Diese Fälle unterscheiden sich vom Streitfall indessen dadurch, dass dort im Rahmen eines neuerlich begründeten schuldrechtlichen, dinglichen oder öffentlich-rechtlichen Rechtsverhältnisses Verpflichtungen zu bestimmten Leistungen in Form von Duldungen oder Unterlassungen begründet wurden, denen jeweils ein durchsetzbarer korrespondierender Anspruch eines Gläubigers im Sinne von § 194 BGB gegenüberstand. Derart gestaltete Duldungs- oder Unterlassungspflichten wurden im Streitfall nicht begründet. Vielmehr haben die Klägerinnen bzw. der Erblasser ihrerseits auf eigene Ansprüche und damit auf Geschäftschancen in Form zu erwartender Einnahmen und Erträge verzichtet, weshalb Entschädigungen auf der Grundlage der den Klägerinnen jeweils entgangenen Rendite geleistet wurden.

Der vorliegende Sachverhalt ist entgegen der Ansicht der Klägerinnen auch nicht mit demjenigen vergleichbar, der dem BFH-Urteil vom 24.08.2000 in BStBl II 2003, 67 zu Grunde lag. Denn die Klägerinnen haben zwar möglicherweise die Direktvermarktung von hofnah selbst erzeugten ökologischen Produkten aufgrund der Straßenbaumaßnahmen einschränken müssen. Eine diesbezügliche Verpflichtung besteht aber nicht. Die Klägerinnen haben kein Recht zum Anbau aufgegeben. Der Rückgang bzw. der Ausfall der Betriebseinnahmen ist vielmehr zwangsläufig durch die Straßenbaumaßnahmen eingetreten. Daher wurde die Entschädigung auch als Ersatz für entgangene und entgehende Einnahmen gezahlt.

Im Ergebnis war die Klage daher abzuweisen.
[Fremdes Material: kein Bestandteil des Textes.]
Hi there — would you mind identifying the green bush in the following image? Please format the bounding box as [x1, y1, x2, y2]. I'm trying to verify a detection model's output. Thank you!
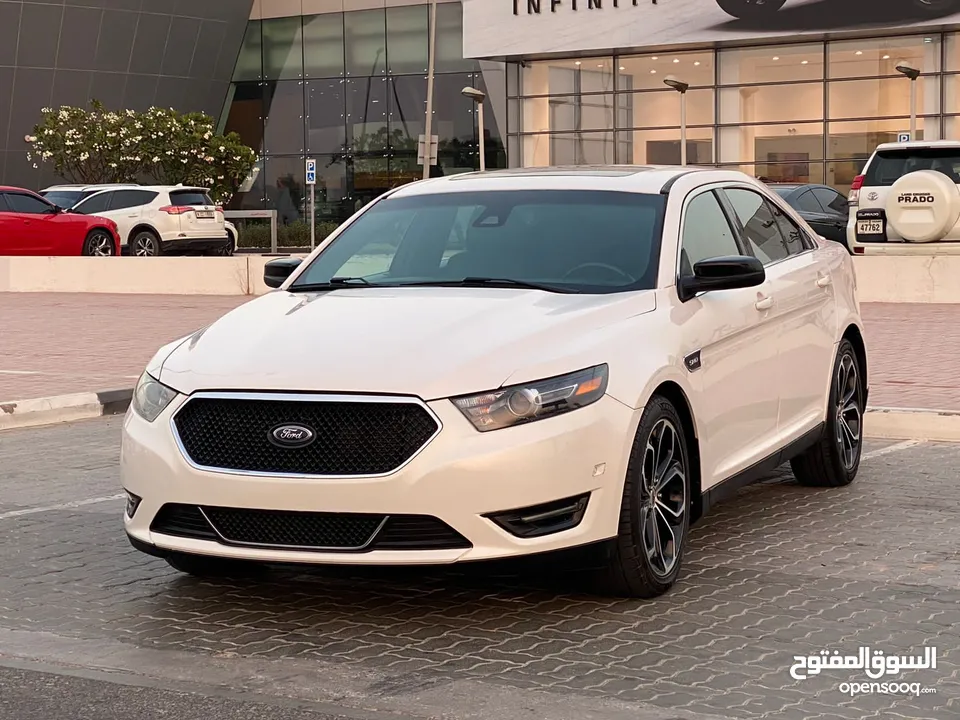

Deshalb sind Ausführungen dazu, ob der Beklagte die Steuervergünstigung nach § 34 EStG zu Recht gewährt hat, entbehrlich, da eine Verböserung durch das Gericht ausgeschlossen ist.

II. Die Kostenentscheidung beruht auf § 135 Abs. 1 Finanzgerichtsordnung (FGO).